Reversing the order of the High Court, this Court (per Shah, J., as he then was) made the following oft- quoted observations:
"5... Rules of procedure are intended to be a handmaid to the administration of justice. A party cannot be refused just relief merely because of some mistake, negligence, inadvertence or even infraction of the rules of procedure. The Court always gives leave to amend the pleading of a party, unless it is satisfied that the party Applying, was acting mala fide, or that by his blunder, he had caused injury to his opponent which may not be compensated for by an order of costs. However negligent or careless may have been the first omission, and, however late the proposed amendment, the amendment may be allowed if it can be made without injustice to the other side."
(Emphasis Added)
***** ***** *****
57. In Haridas Aildas Thadani & Others v. Godraj Rustom Kermani this Court said that":
"1......It is well settled that the court should be extremely liberal in granting prayer for amendment of pleading unless serious injustice or irreparable loss is caused to the other side. It is also clear that a revisional court ought not to lightly interfere with a discretion exercised in allowing amendment in absence of cogent reasons or compelling circumstances."
(underlining supplied)
40. The amendments as sought is not completely distinct or disjoint from the plaint that was originally filed. The case of the plaintiff is really with regard to the appointment of the defendant No.1 as a Director and the manner of appointment. The real question in controversy is the appointment of the defendant No.1 as a Director to the Board of the defendant No.2, which is also the subject matter of the amendment that is sought by way of the present application.
41. Applying the above principles, I am of the view that the amendment sought is not completely disjoint or alien to the plaint that is originally filed and is necessary for determining the real question in controversy between the parties.
42. The plaintiffs have filed the application within one month of the meeting of the Board of Directors appointing the defendant No.1 as an Additional Director. The plaintiffs have been diligent in filing the
application and there is no delay on the part of the plaintiffs in seeking amendment of the plaint.
43. The suit is still at the stage of completion of the pleadings and has not even reached the stage of admission/denial of the documents. No prejudice is going to be caused to the defendants as no right has accrued to them by elapse of time.
44. In view of the above, the application is allowed.
45. The plaintiff is permitted to amend the plaint.

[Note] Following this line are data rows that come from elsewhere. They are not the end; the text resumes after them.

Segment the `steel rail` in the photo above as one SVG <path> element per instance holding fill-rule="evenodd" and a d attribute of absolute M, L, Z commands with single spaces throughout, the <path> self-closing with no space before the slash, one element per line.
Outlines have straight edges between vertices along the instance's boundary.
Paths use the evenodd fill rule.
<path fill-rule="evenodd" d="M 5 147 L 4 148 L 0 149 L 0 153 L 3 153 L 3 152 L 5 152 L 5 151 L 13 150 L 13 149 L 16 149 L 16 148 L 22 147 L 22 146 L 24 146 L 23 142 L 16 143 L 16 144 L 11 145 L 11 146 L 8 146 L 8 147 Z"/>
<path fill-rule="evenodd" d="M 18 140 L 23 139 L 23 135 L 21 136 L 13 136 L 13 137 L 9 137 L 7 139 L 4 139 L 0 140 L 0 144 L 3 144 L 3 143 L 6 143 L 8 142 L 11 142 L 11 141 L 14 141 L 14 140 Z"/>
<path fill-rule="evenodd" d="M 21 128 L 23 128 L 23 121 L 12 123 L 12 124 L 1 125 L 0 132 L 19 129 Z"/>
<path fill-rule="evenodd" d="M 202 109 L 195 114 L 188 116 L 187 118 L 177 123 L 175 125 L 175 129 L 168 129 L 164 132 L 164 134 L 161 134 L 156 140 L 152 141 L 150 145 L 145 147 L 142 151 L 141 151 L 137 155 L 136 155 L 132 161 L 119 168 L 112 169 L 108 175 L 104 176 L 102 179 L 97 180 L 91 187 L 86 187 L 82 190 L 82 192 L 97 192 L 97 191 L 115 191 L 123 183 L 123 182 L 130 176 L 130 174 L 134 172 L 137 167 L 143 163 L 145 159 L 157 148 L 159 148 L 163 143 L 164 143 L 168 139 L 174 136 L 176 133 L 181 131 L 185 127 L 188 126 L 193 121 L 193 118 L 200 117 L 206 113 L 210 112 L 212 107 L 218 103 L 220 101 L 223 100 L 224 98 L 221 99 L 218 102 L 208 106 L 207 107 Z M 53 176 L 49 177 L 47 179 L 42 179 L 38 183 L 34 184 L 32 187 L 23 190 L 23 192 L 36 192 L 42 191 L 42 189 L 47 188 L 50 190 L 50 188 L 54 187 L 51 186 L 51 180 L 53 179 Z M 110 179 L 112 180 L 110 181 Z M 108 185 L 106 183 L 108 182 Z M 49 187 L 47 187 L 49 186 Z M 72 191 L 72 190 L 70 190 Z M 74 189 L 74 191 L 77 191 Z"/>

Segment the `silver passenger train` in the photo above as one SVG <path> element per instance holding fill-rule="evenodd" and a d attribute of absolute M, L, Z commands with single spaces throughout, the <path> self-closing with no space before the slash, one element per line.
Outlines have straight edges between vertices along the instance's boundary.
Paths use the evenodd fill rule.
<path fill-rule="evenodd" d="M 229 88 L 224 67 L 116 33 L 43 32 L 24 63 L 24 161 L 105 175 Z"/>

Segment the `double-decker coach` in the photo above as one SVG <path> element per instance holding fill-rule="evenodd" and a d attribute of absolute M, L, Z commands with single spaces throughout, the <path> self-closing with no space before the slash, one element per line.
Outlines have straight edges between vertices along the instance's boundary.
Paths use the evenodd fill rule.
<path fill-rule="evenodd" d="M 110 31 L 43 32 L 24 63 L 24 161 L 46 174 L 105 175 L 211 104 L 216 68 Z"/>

46. Since the application has been filed within one month of the impugned Board of Directors Meeting and the plaintiffs have not delayed in the filing of the amendment application, there shall be no orders as to cost.
CS(OS) 580/2016
1. The amended plaint is taken on record.
2. Written statement to the amended plaint be filed by the defendants within four weeks. Replication be filed within four weeks thereafter.
3. Plaintiffs may file additional documents within two weeks. Defendants are permitted to file additional documents, if any, with the written statement.
4. List before the Joint Registrar for completion of pleadings and admission/denial of the documents on 25.09.2017.
5. The Joint Registrar shall place the matter before Court for framing of issues after the completion of the pleadings.